Шрифт:
Интервал:
Закладка:
Салаи появляется из кельи с отрезом пурпурного шелка – подарком от одной из дам при дворе Лодовико, полученным мною много лет назад. Шелк он аккуратно расстилает на столе – очень уместное цветовое пятно вносит оживление в тусклые серо-бурые декорации, предоставленные монахами.
– Если вы про ту пакостную историю с Савонаролой, то я в курсе, – говорю я, – но это уже дело прошлое. Милан, знаете ли, тоже не райское местечко.
– Ну, ты там как сыр в масле катался! – Отец устремляет на меня пронзительный взор темных, близко посаженных глаз.
Я человек мирный, но отца моего хлебом не корми дай поспорить, покричать, пометать громы и молнии. Он и карьеру сделал на спорах по поводу мельчайших нюансов в контрактах и соглашениях между богатыми флорентийскими гражданами. Сражаться с ним из-за достоинств и недостатков Флоренции и Милана бессмысленно.
Засим опять следует долгое молчание.
– Я знал, что не надо сюда приезжать, – бормочу я в конце концов. Хватаю со стола кисти и делаю вид, что собираюсь положить их обратно в дорожную суму. Не хочу возвращаться к тем годам, когда постоянно чувствовал отцовское недовольство и разочарование мною. Эти годы я всегда несу в памяти как свой крест.

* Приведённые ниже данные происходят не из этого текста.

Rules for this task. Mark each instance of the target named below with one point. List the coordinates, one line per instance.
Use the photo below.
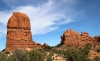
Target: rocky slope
(73, 38)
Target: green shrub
(36, 55)
(3, 56)
(98, 50)
(75, 55)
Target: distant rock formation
(73, 38)
(45, 45)
(19, 35)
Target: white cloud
(44, 18)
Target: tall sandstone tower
(19, 35)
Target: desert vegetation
(48, 53)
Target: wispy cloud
(44, 18)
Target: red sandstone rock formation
(19, 35)
(45, 45)
(73, 38)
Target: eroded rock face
(73, 38)
(45, 45)
(19, 35)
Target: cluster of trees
(19, 55)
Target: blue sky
(50, 18)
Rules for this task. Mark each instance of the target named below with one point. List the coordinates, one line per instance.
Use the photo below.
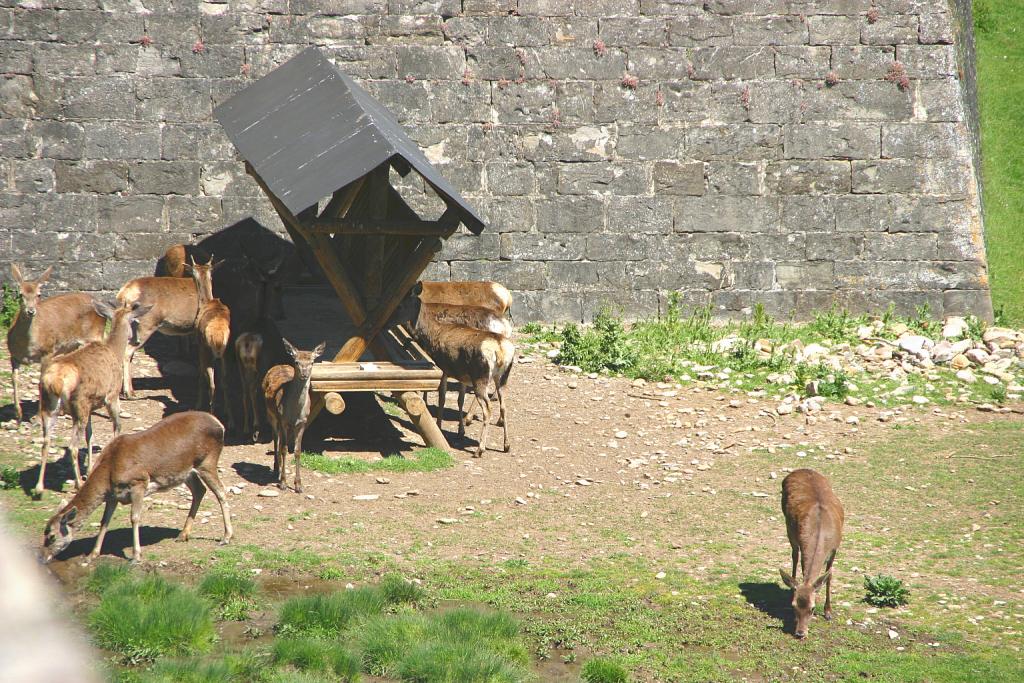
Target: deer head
(58, 534)
(29, 289)
(803, 599)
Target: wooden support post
(334, 403)
(421, 419)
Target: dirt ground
(598, 466)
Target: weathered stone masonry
(795, 153)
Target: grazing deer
(814, 524)
(248, 349)
(286, 389)
(214, 327)
(473, 357)
(51, 326)
(182, 447)
(83, 380)
(172, 305)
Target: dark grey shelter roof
(308, 129)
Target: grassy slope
(999, 39)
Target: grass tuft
(143, 619)
(424, 460)
(602, 670)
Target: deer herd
(464, 327)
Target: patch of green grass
(601, 670)
(424, 460)
(145, 617)
(999, 43)
(884, 591)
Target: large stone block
(131, 214)
(808, 177)
(726, 214)
(822, 140)
(122, 139)
(102, 177)
(570, 214)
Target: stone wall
(794, 153)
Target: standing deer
(286, 389)
(214, 327)
(83, 380)
(51, 326)
(248, 350)
(180, 449)
(814, 525)
(474, 357)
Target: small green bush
(143, 619)
(10, 477)
(601, 670)
(396, 590)
(329, 614)
(886, 591)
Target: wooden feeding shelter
(308, 132)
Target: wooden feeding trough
(307, 132)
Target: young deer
(814, 524)
(173, 306)
(286, 389)
(51, 326)
(182, 447)
(473, 357)
(83, 380)
(214, 327)
(248, 349)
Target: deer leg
(137, 494)
(199, 491)
(298, 457)
(224, 397)
(88, 445)
(112, 505)
(462, 403)
(832, 558)
(48, 419)
(502, 421)
(480, 389)
(212, 482)
(441, 395)
(17, 403)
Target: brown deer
(173, 307)
(43, 328)
(473, 357)
(213, 325)
(83, 380)
(180, 449)
(248, 350)
(814, 524)
(286, 389)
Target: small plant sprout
(883, 591)
(897, 75)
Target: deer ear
(102, 308)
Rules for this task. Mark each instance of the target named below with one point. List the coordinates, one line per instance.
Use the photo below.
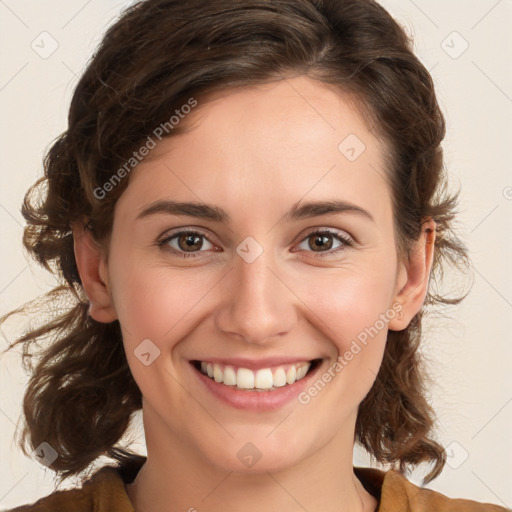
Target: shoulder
(395, 492)
(102, 492)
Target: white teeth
(291, 375)
(229, 376)
(217, 373)
(245, 378)
(279, 378)
(263, 379)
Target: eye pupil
(322, 241)
(188, 241)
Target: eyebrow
(214, 213)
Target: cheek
(154, 302)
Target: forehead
(263, 146)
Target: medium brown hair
(81, 395)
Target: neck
(324, 481)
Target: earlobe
(93, 272)
(414, 278)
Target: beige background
(470, 351)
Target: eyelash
(347, 242)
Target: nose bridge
(258, 307)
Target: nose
(258, 305)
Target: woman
(248, 207)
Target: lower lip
(255, 400)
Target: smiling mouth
(264, 379)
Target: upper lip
(255, 364)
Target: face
(266, 291)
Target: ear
(413, 278)
(92, 266)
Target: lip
(256, 400)
(253, 364)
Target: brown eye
(190, 242)
(325, 242)
(317, 242)
(186, 243)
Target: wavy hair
(81, 395)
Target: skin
(255, 152)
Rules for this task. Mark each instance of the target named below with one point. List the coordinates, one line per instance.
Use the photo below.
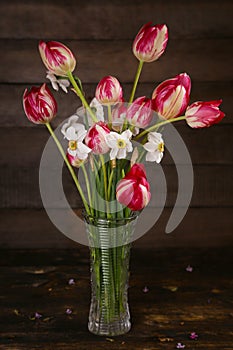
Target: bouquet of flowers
(101, 144)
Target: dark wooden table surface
(177, 303)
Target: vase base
(112, 329)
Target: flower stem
(71, 170)
(109, 116)
(140, 65)
(88, 188)
(105, 183)
(156, 126)
(81, 96)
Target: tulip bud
(109, 90)
(74, 160)
(39, 104)
(150, 42)
(95, 138)
(139, 113)
(170, 98)
(204, 114)
(133, 190)
(57, 58)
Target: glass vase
(110, 245)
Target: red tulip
(204, 114)
(109, 90)
(170, 99)
(150, 42)
(133, 190)
(57, 57)
(139, 113)
(95, 138)
(39, 104)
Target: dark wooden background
(100, 34)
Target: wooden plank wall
(100, 33)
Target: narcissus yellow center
(161, 147)
(121, 143)
(73, 145)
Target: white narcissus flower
(62, 82)
(75, 133)
(119, 143)
(98, 110)
(154, 147)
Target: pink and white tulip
(57, 57)
(133, 190)
(170, 98)
(150, 42)
(109, 90)
(39, 104)
(96, 138)
(75, 133)
(139, 113)
(204, 114)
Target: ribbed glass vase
(109, 241)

– Леонардо, сынок… – Старик вдруг переходит к действию – хватает меня за руки костлявыми пальцами. – Dai[39], перестань. Я забочусь о твоем благе. Все эти безумные штуковины, которые ты выдумываешь, машины твои, механизмы… Ты без толку тратишь время! Их выбросят и забудут, не успев воспользоваться. И тебя забудут вместе с ними!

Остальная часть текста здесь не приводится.